To build using mvn overlay:
check out feature branch, mvn clean package install, to place cas-server-3.4.10-LPPE-SNAPSHOT in your local mvn repo.
update cas version in your mvn overlay cas-server-3.4.10-LPPE-SNAPSHOT
add lppe module to mvn overlay pom.xml
<!-- CAS LDAP Password Policy support --> <dependency> <groupId>org.jasig.cas</groupId> <artifactId>cas-server-support-ldap-ppolicy</artifactId> <version>${cas.version}</version> <scope>runtime</scope> </dependency>
Add applicationContext.xml with ref to LdapCASImpl
<!-- CentralAuthenticationService with principal --> <bean id="centralAuthenticationService" class="org.jasig.cas.LdapPwdCentralAuthenticationServiceImpl"

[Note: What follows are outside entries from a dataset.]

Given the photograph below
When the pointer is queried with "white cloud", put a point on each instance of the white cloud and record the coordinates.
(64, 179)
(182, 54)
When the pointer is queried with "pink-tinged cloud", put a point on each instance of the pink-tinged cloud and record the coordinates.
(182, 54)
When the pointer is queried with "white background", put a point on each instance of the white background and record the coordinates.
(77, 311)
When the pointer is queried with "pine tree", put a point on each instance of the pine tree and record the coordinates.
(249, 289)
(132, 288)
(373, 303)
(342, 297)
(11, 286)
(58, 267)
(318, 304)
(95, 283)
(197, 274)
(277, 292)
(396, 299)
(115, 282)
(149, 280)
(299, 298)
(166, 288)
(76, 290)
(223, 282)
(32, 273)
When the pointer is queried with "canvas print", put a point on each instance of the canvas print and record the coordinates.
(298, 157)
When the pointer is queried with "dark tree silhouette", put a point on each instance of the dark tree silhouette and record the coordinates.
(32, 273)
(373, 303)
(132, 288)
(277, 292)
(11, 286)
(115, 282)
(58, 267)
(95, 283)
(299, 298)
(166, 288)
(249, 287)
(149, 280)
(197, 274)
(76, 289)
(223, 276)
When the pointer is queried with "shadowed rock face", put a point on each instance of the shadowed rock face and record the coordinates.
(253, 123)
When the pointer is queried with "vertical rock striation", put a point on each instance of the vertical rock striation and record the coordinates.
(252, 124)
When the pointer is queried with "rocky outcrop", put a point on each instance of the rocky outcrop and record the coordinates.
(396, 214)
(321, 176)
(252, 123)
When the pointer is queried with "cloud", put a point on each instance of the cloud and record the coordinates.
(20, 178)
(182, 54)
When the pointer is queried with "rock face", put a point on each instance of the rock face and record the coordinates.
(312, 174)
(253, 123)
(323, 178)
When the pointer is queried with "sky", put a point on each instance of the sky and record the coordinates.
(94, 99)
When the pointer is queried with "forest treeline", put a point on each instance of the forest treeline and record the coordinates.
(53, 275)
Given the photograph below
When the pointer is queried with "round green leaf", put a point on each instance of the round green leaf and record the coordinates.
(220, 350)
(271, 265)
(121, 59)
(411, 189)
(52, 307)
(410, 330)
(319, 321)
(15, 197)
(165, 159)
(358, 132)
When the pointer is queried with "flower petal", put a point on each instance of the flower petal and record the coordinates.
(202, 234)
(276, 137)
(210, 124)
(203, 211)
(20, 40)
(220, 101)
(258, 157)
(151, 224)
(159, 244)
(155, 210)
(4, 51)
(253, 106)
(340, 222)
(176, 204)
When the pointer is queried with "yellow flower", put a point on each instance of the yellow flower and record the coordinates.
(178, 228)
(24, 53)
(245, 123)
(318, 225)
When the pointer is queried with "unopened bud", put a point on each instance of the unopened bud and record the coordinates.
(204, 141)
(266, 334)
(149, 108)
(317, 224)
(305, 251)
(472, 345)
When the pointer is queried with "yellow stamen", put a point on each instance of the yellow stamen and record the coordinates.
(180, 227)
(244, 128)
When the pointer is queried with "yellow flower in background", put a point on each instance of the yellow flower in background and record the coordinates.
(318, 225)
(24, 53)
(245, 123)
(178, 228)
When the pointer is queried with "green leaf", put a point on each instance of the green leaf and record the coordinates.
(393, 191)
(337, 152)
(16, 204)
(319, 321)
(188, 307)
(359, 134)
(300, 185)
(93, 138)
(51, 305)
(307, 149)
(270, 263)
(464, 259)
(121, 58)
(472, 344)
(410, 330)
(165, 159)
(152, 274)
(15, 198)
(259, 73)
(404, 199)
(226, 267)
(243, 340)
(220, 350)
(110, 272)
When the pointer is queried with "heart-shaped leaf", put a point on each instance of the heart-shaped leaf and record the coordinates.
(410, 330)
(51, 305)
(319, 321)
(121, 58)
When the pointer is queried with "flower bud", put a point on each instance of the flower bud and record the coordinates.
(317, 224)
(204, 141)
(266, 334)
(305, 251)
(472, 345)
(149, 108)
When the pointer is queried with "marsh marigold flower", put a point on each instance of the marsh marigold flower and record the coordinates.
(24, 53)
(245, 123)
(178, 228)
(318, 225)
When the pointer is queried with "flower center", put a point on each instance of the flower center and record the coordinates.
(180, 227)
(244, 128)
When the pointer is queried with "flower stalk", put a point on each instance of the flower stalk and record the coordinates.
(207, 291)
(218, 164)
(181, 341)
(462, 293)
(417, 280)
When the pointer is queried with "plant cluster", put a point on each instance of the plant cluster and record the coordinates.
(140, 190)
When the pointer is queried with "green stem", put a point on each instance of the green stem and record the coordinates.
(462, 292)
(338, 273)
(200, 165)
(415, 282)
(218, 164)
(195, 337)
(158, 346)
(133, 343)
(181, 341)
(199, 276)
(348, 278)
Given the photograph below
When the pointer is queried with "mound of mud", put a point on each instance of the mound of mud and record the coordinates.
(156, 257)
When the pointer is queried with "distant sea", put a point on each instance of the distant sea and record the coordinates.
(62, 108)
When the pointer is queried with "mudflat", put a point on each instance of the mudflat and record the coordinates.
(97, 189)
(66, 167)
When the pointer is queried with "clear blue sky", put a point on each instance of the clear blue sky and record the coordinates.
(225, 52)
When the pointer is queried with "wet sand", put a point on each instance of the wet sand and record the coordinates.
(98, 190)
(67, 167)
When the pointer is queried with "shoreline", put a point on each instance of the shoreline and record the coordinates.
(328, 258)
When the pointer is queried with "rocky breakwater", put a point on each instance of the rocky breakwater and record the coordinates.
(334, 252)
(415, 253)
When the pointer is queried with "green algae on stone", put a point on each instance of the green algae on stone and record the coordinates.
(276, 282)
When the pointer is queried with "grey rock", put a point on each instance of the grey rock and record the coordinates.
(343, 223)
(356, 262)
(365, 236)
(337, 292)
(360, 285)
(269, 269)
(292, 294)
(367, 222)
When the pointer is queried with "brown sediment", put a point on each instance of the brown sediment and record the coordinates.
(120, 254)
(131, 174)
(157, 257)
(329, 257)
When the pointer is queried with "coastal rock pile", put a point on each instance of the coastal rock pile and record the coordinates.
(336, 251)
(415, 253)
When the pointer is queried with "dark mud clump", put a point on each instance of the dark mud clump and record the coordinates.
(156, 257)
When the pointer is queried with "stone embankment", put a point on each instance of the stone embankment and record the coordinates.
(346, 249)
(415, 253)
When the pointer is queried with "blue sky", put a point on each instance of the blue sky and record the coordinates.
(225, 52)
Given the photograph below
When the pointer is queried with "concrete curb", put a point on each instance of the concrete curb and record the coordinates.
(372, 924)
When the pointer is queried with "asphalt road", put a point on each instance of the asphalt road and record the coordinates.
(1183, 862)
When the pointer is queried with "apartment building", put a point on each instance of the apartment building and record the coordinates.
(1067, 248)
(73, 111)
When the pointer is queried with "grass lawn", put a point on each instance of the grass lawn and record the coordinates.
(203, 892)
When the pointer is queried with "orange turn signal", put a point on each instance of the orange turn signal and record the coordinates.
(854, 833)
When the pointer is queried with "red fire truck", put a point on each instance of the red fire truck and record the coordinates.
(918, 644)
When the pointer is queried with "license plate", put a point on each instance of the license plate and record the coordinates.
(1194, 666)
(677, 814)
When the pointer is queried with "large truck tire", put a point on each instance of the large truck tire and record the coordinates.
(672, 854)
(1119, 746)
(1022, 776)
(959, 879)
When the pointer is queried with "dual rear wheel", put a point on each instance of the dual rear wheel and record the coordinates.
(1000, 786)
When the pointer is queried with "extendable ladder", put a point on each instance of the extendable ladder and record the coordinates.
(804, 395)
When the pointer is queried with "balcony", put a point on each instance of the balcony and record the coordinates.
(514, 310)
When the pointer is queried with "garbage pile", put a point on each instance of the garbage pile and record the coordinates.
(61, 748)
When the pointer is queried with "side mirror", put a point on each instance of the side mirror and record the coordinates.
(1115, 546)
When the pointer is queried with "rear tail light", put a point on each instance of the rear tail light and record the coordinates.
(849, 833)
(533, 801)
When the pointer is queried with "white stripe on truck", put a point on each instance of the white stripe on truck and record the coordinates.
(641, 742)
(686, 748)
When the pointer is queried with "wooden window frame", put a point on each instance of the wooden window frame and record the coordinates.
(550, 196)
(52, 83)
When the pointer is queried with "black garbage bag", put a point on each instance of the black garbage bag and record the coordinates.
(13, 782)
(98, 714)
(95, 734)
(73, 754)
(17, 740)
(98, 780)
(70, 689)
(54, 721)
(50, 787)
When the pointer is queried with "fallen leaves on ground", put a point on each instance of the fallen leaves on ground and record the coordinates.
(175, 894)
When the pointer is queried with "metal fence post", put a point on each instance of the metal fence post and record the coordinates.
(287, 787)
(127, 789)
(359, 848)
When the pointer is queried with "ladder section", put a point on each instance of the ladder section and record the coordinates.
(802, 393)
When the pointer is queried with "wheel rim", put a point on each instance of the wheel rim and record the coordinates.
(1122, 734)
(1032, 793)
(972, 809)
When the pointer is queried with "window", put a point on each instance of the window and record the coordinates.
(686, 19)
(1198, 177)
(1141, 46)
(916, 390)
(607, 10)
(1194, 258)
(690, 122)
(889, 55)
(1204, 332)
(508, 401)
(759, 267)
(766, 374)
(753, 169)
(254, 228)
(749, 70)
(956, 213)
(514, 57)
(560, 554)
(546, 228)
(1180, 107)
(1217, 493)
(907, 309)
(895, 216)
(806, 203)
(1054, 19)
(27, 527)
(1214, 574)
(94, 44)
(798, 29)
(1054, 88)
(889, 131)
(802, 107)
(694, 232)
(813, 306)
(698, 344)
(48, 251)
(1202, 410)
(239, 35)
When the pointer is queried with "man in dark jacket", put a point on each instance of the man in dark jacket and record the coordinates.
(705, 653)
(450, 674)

config authentication handler in deployConfigContext.xml
<bean class="org.jasig.cas.adaptors.ldappwd.BindLdapAuthenticationHandler" > <property name="contextSource" ref="contextSource" /> <property name="searchContextSource" ref="pooledContextSource" /> <property name="searchBase" value="${ldap.searchBase}" /> <property name="filter" value="sAMAccountName=%u" /> <property name="ignorePartialResultException" value="true" /> <property name="errorProcessor" ref="firstErrorProcessor" /> </bean> </list> </property> </bean> <bean id="firstErrorProcessor" class="org.jasig.cas.adaptors.ldappwd.util.ExpiredPasswordErrorProcessor"> <property name="nextItem"> <bean class="org.jasig.cas.adaptors.ldappwd.util.AccountLockedErrorProcessor"> <property name="nextItem"> <bean class="org.jasig.cas.adaptors.ldappwd.util.MustChangePasswordErrorProcessor"> <property name="nextItem"> <bean class="org.jasig.cas.adaptors.ldappwd.util.BadHoursErrorProcessor"> <property name="nextItem"> <bean class="org.jasig.cas.adaptors.ldappwd.util.BadWorkstationErrorProcessor"> <property name="nextItem"> <bean class="org.jasig.cas.adaptors.ldappwd.util.AccountDisabledErrorProcessor" /> </property> </bean> </property> </bean> </property> </bean> </property> </bean> </property> </bean>
comment out switch in login-webflow.xml
To turn on LDAP Password Policy use this block instead of the one below. <decision-state id="warn"> <if test="flowScope.warnCookieValue" then="showWarningView" else="PasswordWarningCheck" /> </decision-state> --> <decision-state id="warn"> <if test="flowScope.warnCookieValue" then="showWarningView" else="PasswordWarningCheck" /> </decision-state>
Possible approach for near term adoption of this feature on 3.4.x
get out a patch for cas-server
1. apply patch, local build install
2. config overlay
3. good to go.
Possible approach for medium term adoption of this feature in 3.5
1. refactor for integration in core
2. enable module with maven overlay. put sample config in module/etc or in the files themselves?